Este es un lugar entre pliegues donde lo que no se nombra florece y lo que pasa deja rastro. Aquí no se viene a entender sino a resonar. La puerta está entreabierta.


Durante mucho tiempo creí que el problema era encontrar mi lugar. Luego entendí que el problema era que me pedían que lo hiciera en una línea, y más tarde descubrí que un cubo podría ser más preciso. Allí, por primera vez sentí alivio pues ya no tenía que elegir entre extremos y podía darme el lujo de existir en combinaciones. En una matriz (hermoso nombre) de combinaciones.

Pero incluso ese cubo empezó a quedarme chico, y no porque fuera incorrecto, sino porque tenía bordes, aristas, filos. Y yo, ciertamente, nunca fui amigo de los bordes.

Entonces dejé de pensar en figuras y empecé a pensar en trazas. Pero ya no como líneas dibujadas sino como huellas en un espacio que jamás termino de conocer.

En él, cada traza es una forma en la que el mundo me atraviesa.
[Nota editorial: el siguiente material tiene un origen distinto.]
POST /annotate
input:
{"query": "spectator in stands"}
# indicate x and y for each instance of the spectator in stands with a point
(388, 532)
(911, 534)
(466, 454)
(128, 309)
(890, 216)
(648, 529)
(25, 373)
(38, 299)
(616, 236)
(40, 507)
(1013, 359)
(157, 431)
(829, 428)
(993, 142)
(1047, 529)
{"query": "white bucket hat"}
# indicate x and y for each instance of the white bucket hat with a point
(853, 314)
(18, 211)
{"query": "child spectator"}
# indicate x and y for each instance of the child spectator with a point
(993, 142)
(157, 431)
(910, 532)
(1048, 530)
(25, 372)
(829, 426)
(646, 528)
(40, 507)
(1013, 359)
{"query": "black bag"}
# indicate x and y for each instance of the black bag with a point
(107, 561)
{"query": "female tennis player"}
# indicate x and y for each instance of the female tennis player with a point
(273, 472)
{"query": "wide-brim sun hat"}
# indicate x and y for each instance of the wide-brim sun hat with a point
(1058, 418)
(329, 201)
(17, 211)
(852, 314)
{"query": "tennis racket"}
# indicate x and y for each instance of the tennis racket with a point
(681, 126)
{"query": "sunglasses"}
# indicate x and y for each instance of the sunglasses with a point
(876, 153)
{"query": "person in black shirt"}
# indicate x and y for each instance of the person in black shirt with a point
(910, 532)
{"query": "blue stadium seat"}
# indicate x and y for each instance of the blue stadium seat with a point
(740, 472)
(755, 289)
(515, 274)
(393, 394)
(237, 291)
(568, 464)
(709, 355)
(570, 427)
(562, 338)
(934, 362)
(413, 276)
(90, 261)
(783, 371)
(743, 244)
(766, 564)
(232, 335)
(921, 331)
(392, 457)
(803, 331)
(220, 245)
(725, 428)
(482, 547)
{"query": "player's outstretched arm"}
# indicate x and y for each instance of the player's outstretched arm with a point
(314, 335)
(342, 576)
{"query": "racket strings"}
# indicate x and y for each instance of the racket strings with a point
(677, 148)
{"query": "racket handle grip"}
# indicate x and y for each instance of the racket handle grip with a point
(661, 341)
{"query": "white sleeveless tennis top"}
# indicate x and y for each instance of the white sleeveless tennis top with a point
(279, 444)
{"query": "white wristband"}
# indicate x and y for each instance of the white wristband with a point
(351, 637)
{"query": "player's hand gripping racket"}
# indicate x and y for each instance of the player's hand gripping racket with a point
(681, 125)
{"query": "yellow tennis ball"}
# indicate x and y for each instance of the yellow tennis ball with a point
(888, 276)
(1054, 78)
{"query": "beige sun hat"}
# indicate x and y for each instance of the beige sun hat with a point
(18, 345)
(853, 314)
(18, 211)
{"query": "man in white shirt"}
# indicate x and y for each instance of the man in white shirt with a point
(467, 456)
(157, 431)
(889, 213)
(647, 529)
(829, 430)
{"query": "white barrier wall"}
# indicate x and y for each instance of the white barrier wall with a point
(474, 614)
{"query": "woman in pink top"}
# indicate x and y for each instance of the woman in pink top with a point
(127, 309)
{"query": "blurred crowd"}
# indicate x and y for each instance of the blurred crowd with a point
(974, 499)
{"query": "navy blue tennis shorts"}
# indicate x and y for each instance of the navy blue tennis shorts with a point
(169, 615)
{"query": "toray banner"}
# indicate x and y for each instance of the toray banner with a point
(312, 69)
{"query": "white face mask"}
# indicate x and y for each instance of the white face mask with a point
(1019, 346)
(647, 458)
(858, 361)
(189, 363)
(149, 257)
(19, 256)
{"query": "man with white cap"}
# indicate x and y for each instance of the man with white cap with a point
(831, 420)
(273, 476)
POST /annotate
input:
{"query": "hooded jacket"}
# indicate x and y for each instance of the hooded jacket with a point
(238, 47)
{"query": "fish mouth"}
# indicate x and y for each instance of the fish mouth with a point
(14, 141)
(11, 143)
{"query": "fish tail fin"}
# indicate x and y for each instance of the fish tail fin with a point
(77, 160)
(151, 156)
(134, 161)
Pero también es una forma en la que el mundo resuena en mí.

Por cierto, no todo lo que me define se deja medir. Algunas cosas, por ejemplo, se escuchan. Hay intensidades, sí, pero también hay timbres, texturas, resonancias, disonancias, silencios…

Durante mucho creí que esas trazas eran variaciones de una misma cosa pero ahora sospecho con firmeza que no, que cada una es un eje.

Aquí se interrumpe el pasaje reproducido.